Yes, what you described could form the basis of an assault charge - probably a Class C Misdemeanor, but maybe a Class A Misdemeanor. In either case, the statute of limitations is 2 years.
Usually there has to be medical treatment for there to be a substantial injury enough to form the basis for an assault. This doesn't sound like it to me, but it could be a basis for medical treatment and that may satisfy the statute. I agree with the rest of the first answer.
Under Texas law, there is no need for the alleged victim to seek or receive medical treatment to form the basis of an assault charge and, in fact, the great majority of misdemeanor assault charges involve no medical treatment at all. If the victim feels pain, that is sufficient to charge a Class A Misdemeanor Assault. If the contact/touching is reasonably likely to be perceived as offensive or provocative, that is sufficient to charge a Class C Misdemeanor assault.

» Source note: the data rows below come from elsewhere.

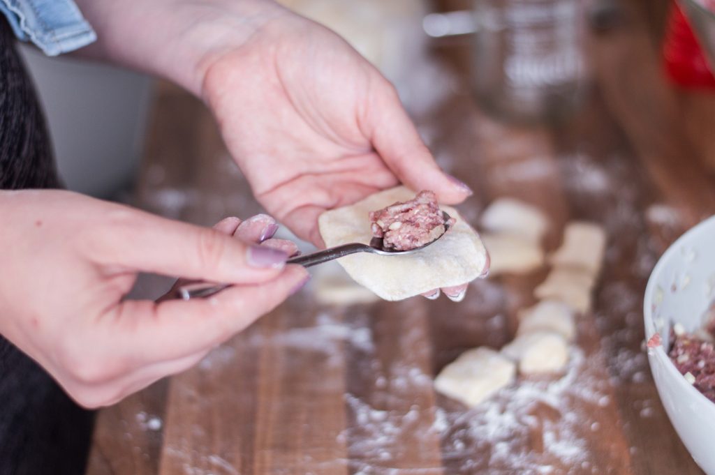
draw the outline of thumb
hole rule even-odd
[[[275,279],[288,256],[221,230],[129,210],[102,234],[100,264],[187,279],[255,284]]]
[[[405,112],[395,88],[385,81],[367,114],[365,126],[373,146],[393,173],[411,189],[434,191],[438,200],[456,204],[472,190],[437,165]]]

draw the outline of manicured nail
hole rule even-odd
[[[430,300],[436,300],[438,297],[440,296],[440,289],[438,289],[432,294],[430,294],[429,295],[425,295],[424,296],[425,299],[429,299]]]
[[[482,273],[479,274],[480,279],[486,279],[489,276],[489,268],[491,266],[491,258],[489,256],[489,253],[487,253],[486,262],[484,263],[484,269]]]
[[[464,300],[464,296],[467,294],[467,289],[465,289],[461,292],[457,294],[456,295],[450,295],[449,294],[445,294],[447,298],[453,302],[460,302]]]
[[[470,188],[469,186],[467,186],[467,184],[465,184],[465,183],[464,181],[460,181],[460,180],[458,180],[458,179],[457,179],[456,178],[455,178],[455,177],[454,177],[454,176],[453,176],[452,175],[448,175],[448,175],[447,175],[447,178],[448,178],[448,179],[449,179],[449,181],[451,181],[451,182],[452,182],[452,183],[453,183],[453,184],[454,184],[454,185],[455,185],[455,186],[456,186],[457,188],[458,188],[459,189],[462,190],[462,191],[464,191],[465,193],[468,193],[468,194],[469,194],[469,195],[470,195],[470,196],[471,196],[471,195],[474,194],[474,191],[472,191],[472,189],[471,189],[471,188]]]
[[[278,231],[277,224],[269,224],[263,229],[263,232],[261,233],[261,236],[258,239],[259,242],[263,242],[266,239],[270,239],[274,236],[275,236],[276,231]]]
[[[308,283],[309,280],[310,280],[310,274],[308,275],[305,276],[305,277],[303,277],[303,279],[302,281],[300,281],[300,282],[298,282],[297,284],[296,284],[295,286],[290,289],[290,294],[289,294],[289,295],[292,295],[293,294],[295,294],[299,290],[300,290],[301,289],[302,289],[303,287],[305,287],[305,284]]]
[[[246,261],[252,267],[280,269],[285,265],[288,256],[282,251],[265,246],[251,246],[248,248]]]

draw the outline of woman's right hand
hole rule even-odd
[[[0,191],[0,333],[87,407],[190,367],[307,279],[286,253],[226,230],[69,191]],[[234,286],[124,300],[139,271]]]

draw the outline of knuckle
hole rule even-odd
[[[215,269],[219,266],[226,253],[226,241],[212,229],[199,231],[198,259],[203,267]]]
[[[66,373],[82,384],[97,384],[116,375],[116,366],[109,364],[100,355],[79,346],[64,345],[59,354],[59,362]]]

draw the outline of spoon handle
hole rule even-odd
[[[349,256],[356,252],[363,251],[371,252],[373,251],[373,248],[359,243],[343,244],[323,249],[322,251],[317,251],[310,254],[297,256],[297,257],[288,259],[287,263],[300,264],[303,267],[310,267],[332,261],[332,259],[337,259],[344,256]],[[182,299],[190,300],[191,299],[211,296],[214,294],[217,294],[229,286],[230,286],[227,284],[196,282],[179,287],[178,294],[179,296]]]
[[[369,246],[365,246],[360,243],[352,243],[330,247],[322,251],[316,251],[310,254],[297,256],[288,259],[288,264],[299,264],[303,267],[310,267],[311,266],[327,262],[332,259],[354,254],[356,252],[370,252],[370,251],[371,248]]]

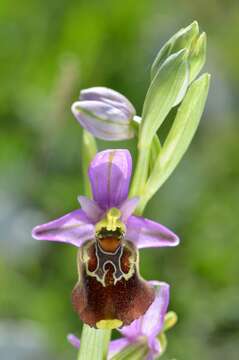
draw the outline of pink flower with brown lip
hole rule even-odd
[[[165,226],[132,215],[138,198],[128,199],[131,172],[128,150],[99,152],[89,166],[93,199],[79,196],[81,209],[32,232],[37,240],[79,247],[73,305],[83,322],[98,328],[129,325],[154,301],[153,286],[139,275],[137,249],[179,243]]]

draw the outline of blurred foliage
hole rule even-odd
[[[76,249],[30,236],[78,206],[82,130],[71,103],[103,85],[140,113],[159,47],[197,19],[209,42],[207,111],[146,211],[182,243],[142,251],[141,273],[171,284],[179,323],[165,360],[238,359],[238,1],[13,0],[1,2],[0,19],[0,358],[76,355],[66,341],[81,328],[70,302]]]

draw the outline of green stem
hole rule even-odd
[[[111,330],[83,326],[77,360],[106,360]]]
[[[150,147],[139,148],[129,197],[140,196],[148,177]]]
[[[82,136],[82,170],[83,170],[83,182],[84,192],[89,198],[91,197],[91,188],[88,177],[88,167],[91,160],[97,153],[97,144],[93,135],[88,131],[83,130]]]

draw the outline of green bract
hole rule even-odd
[[[93,135],[91,135],[87,130],[83,130],[82,136],[82,171],[84,179],[84,190],[85,194],[91,197],[91,188],[88,178],[88,167],[91,160],[94,158],[97,153],[97,144]]]
[[[145,185],[140,206],[144,207],[165,182],[191,143],[204,110],[209,83],[210,75],[204,74],[189,87]]]
[[[206,34],[199,34],[197,21],[179,30],[161,48],[151,67],[151,79],[171,54],[183,48],[189,51],[190,82],[193,81],[206,60]]]
[[[83,326],[78,360],[100,360],[107,358],[111,331]]]
[[[171,108],[188,86],[186,49],[171,55],[158,70],[147,92],[139,134],[139,147],[147,148]]]

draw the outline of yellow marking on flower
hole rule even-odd
[[[164,318],[163,331],[171,329],[178,321],[178,316],[174,311],[169,311]]]
[[[108,329],[108,330],[117,329],[122,325],[123,322],[119,319],[100,320],[96,323],[97,329]]]
[[[100,232],[103,228],[106,228],[108,231],[116,231],[117,229],[120,229],[122,232],[125,232],[125,224],[119,220],[120,217],[121,211],[117,208],[111,208],[107,211],[106,217],[96,224],[96,232]]]

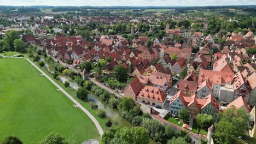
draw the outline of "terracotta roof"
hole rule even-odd
[[[148,99],[159,103],[164,103],[167,94],[159,88],[147,86],[139,92],[137,98]]]
[[[143,84],[148,84],[148,77],[146,76],[137,76],[137,77],[139,81],[143,83]]]
[[[186,97],[185,94],[182,92],[182,91],[179,91],[177,93],[176,93],[172,97],[172,98],[170,100],[169,105],[171,104],[175,100],[176,100],[178,98],[181,100],[183,105],[186,107],[187,104],[184,99],[184,98]]]
[[[22,39],[23,41],[24,41],[25,43],[26,43],[35,40],[36,38],[34,37],[34,35],[33,35],[33,34],[28,34],[23,35]]]
[[[210,70],[201,69],[199,73],[198,82],[202,82],[205,80],[209,82],[211,85],[213,83],[220,85],[233,83],[234,73],[212,71]]]
[[[242,96],[239,97],[238,98],[232,101],[230,104],[228,104],[228,108],[230,107],[231,106],[235,106],[237,109],[241,108],[243,106],[245,106],[245,108],[248,111],[248,113],[249,113],[251,111],[249,106],[247,104],[247,103],[246,103]]]
[[[85,74],[89,74],[88,71],[87,71],[87,70],[86,69],[84,69],[84,70],[83,70],[83,71],[82,71],[82,74],[85,75]]]
[[[212,90],[212,86],[207,81],[205,81],[204,82],[199,83],[197,86],[198,88],[197,88],[197,91],[200,90],[201,88],[204,87],[206,86],[210,89],[212,93],[213,92],[213,91]]]
[[[256,87],[256,72],[253,72],[248,78],[247,81],[252,89]]]
[[[211,94],[210,94],[207,97],[205,97],[203,100],[206,101],[205,104],[203,105],[203,106],[201,108],[201,109],[203,109],[206,106],[207,106],[209,104],[211,103],[212,106],[214,107],[216,111],[219,113],[219,104],[216,101],[216,100],[213,98],[213,96]]]
[[[213,71],[234,73],[232,65],[223,56],[213,64]]]
[[[243,78],[240,71],[238,71],[234,76],[234,89],[236,90],[243,84],[245,84],[246,86],[247,86],[245,78]]]
[[[101,41],[101,43],[103,44],[105,44],[106,46],[112,45],[113,44],[113,39],[103,39]]]
[[[197,77],[196,77],[195,71],[193,70],[192,71],[189,71],[188,75],[185,77],[184,80],[187,81],[197,82],[198,79]]]
[[[196,92],[197,82],[194,81],[181,80],[178,82],[177,88],[180,90]]]

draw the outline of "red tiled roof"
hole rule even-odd
[[[228,104],[228,108],[230,107],[231,106],[235,106],[237,109],[241,108],[243,106],[245,106],[248,113],[251,111],[250,107],[247,104],[247,103],[246,103],[242,96],[239,97],[238,98],[232,101],[230,104]]]
[[[137,97],[162,103],[166,99],[167,94],[159,88],[147,86],[139,92]]]

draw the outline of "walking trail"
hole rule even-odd
[[[92,116],[90,112],[89,112],[85,108],[84,108],[80,103],[75,100],[71,95],[70,95],[67,92],[65,91],[63,88],[62,88],[57,83],[56,83],[51,77],[50,77],[48,75],[46,75],[43,70],[42,70],[38,67],[37,67],[36,64],[34,64],[31,61],[27,58],[24,58],[27,59],[33,66],[34,66],[37,70],[38,70],[42,74],[43,74],[45,77],[51,81],[55,86],[56,86],[60,91],[61,91],[62,93],[63,93],[67,97],[68,97],[71,101],[73,101],[77,107],[79,107],[84,113],[85,113],[89,117],[91,118],[91,121],[94,123],[95,124],[97,129],[98,131],[98,133],[102,136],[103,134],[103,130],[101,128],[101,125],[100,125],[96,119],[96,118]]]

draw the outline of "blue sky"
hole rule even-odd
[[[256,5],[256,0],[0,0],[0,5],[204,6]]]

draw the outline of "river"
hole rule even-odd
[[[64,77],[60,76],[59,76],[59,77],[63,83],[66,81],[67,81],[69,82],[69,86],[71,87],[74,89],[78,89],[79,86],[77,83],[71,82],[68,79]],[[90,101],[94,102],[97,105],[98,109],[103,109],[106,111],[107,117],[110,117],[112,121],[114,121],[117,122],[118,125],[120,125],[129,128],[133,127],[132,124],[131,124],[130,122],[122,117],[118,110],[112,108],[108,103],[101,100],[99,97],[97,96],[94,93],[92,92],[88,94],[88,99]],[[150,139],[149,143],[155,144],[156,143],[152,139]]]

A class C misdemeanor (no jail, max punishment of $500 fine) simple assault is the minimum charge he could face should it be reported and the proper authorities believe there is enough evidence to move forward. I agree that it could get as high as a class A misdemeanor which can be punishable up to 1 year in jail; but if it is a first offense, then probation may be a very likely recommendation by the prosecutor.The statute of limitations on any misdemeanor assault in Texas is two years.